Daily Activities

UPSC Prelims Current Affairs

UPSC Mains Current Affairs

Current Affairs

Labour Codes and Youth Jobs

Labour Codes and Youth Jobs

India’s Labour Codes, which came into force in November 2025, mark the most sweeping overhaul of labour regulation since Independence. By merging 29 Central laws into four comprehensive Codes, the reform seeks to simplify compliance, expand social protection, and align labour markets with a changing economy. With India’s median age still under 30, the real test of these reforms lies in how they reshape opportunities and security for young workers.

From fragmented laws to a unified framework

Before consolidation, India’s labour regime was scattered across multiple Central and State laws covering wages, industrial relations, social security, and working conditions. Since labour falls under the Concurrent List, this fragmentation led to uneven enforcement across States. More critically, most protections applied mainly to the formal sector, excluding informal, contract, and casual workers who make up the majority of the workforce.

The four Labour Codes—introduced between 2019 and 2020—were designed to address these gaps by creating a single, coherent framework that balances worker protection with ease of doing business.

Why youth employment is at the centre of the debate

India’s demographic profile gives it a potential advantage over ageing economies.
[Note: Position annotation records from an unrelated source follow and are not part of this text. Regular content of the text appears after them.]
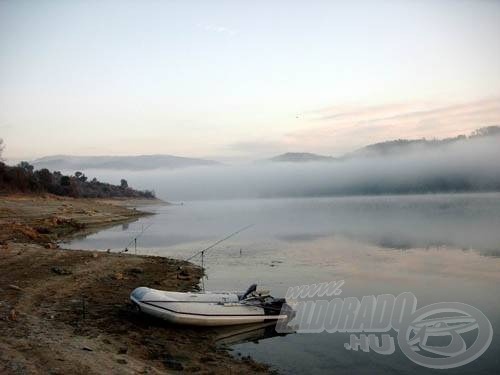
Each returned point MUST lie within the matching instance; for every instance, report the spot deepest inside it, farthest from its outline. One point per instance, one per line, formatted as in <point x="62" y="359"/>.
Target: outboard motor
<point x="252" y="288"/>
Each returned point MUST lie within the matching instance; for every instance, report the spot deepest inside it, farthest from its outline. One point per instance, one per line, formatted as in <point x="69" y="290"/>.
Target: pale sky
<point x="242" y="79"/>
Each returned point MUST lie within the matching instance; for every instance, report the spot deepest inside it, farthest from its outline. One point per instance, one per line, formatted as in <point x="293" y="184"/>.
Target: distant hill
<point x="141" y="162"/>
<point x="300" y="157"/>
<point x="401" y="146"/>
<point x="393" y="147"/>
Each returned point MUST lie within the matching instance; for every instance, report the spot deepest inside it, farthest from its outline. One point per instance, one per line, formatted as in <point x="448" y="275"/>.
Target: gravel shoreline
<point x="67" y="311"/>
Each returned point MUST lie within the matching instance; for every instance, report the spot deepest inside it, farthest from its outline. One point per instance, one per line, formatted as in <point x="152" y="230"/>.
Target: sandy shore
<point x="67" y="311"/>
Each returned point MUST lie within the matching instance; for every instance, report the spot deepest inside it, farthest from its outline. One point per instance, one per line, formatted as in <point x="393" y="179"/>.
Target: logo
<point x="432" y="336"/>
Yet labour market outcomes for young people remain weak. According to the Periodic Labour Force Survey 2023–24, labour force participation among those aged 15–29 was just 46.5%, far below the 76.4% seen among adults aged 30–59. Youth unemployment stood at 10.2%, compared to less than 1% among older workers.
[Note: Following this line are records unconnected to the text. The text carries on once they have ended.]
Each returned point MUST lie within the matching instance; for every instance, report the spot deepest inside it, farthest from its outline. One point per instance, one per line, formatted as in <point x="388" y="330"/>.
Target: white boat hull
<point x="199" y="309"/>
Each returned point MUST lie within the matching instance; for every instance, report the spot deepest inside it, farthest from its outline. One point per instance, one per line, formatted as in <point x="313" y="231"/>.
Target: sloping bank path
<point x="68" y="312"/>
Gender disparities deepen this crisis. Only 28.8% of young women participate in the labour force, and in urban areas, unemployment among young women touched 20.1%. These figures highlight why labour reforms must be evaluated through a youth-specific lens.
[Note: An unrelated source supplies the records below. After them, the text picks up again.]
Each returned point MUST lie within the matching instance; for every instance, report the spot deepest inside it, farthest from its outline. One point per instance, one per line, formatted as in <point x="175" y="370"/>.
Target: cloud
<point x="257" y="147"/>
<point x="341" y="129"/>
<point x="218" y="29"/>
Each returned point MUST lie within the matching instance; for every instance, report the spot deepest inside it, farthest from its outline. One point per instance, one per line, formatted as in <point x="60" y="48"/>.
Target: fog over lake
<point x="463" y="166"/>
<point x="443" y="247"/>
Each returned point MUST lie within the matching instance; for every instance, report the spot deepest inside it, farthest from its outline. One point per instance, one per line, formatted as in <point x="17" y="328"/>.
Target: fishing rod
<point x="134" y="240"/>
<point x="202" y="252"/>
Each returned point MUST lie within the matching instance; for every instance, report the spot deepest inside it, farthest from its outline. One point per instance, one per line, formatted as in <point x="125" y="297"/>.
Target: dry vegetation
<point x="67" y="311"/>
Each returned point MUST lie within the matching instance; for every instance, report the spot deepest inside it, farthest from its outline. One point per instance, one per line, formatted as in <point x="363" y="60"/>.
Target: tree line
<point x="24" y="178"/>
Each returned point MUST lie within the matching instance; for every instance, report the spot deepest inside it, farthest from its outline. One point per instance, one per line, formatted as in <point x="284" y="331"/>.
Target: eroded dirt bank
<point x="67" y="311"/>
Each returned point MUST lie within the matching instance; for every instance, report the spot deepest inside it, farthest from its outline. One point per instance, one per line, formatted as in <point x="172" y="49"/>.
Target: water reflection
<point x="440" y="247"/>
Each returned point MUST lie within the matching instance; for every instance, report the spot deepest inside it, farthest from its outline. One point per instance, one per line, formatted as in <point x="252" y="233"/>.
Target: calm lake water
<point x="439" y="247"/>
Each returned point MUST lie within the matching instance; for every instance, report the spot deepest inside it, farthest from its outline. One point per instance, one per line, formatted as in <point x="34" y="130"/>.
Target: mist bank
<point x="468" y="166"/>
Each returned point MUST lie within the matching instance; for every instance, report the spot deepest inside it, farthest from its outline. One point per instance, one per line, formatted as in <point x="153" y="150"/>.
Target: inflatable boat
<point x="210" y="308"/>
The informal trap facing young workers

Young workers are far more likely to be concentrated in informal and insecure employment. In 2023–24, nearly 90% of young workers were informally employed. Even among regular salaried youth, 60.5% lacked any form of social security, compared to 50.5% among workers over 30.

Contractual insecurity is also higher. Two-thirds of young regular workers had no written contract, and only 16.5% had long-term contracts exceeding three years. Many young people are unpaid family workers within self-employment, reflecting limited entry into stable wage employment.

Gig work and the rise of new-age precarity

Young workers are disproportionately represented in platform-based gig work. Estimates by NITI Aayog suggest that 77 lakh workers were engaged in the gig economy in 2020–21, a number projected to rise to 2.35 crore by 2029–30. While such work offers flexibility, it often lacks income stability and social protection.

The Labour Codes explicitly recognise gig and platform workers for the first time, allowing registration from age 16 and providing for National and State Social Security Boards. This is a significant departure from the Unorganised Workers’ Social Security Act, 2008, which suffered from weak institutional backing.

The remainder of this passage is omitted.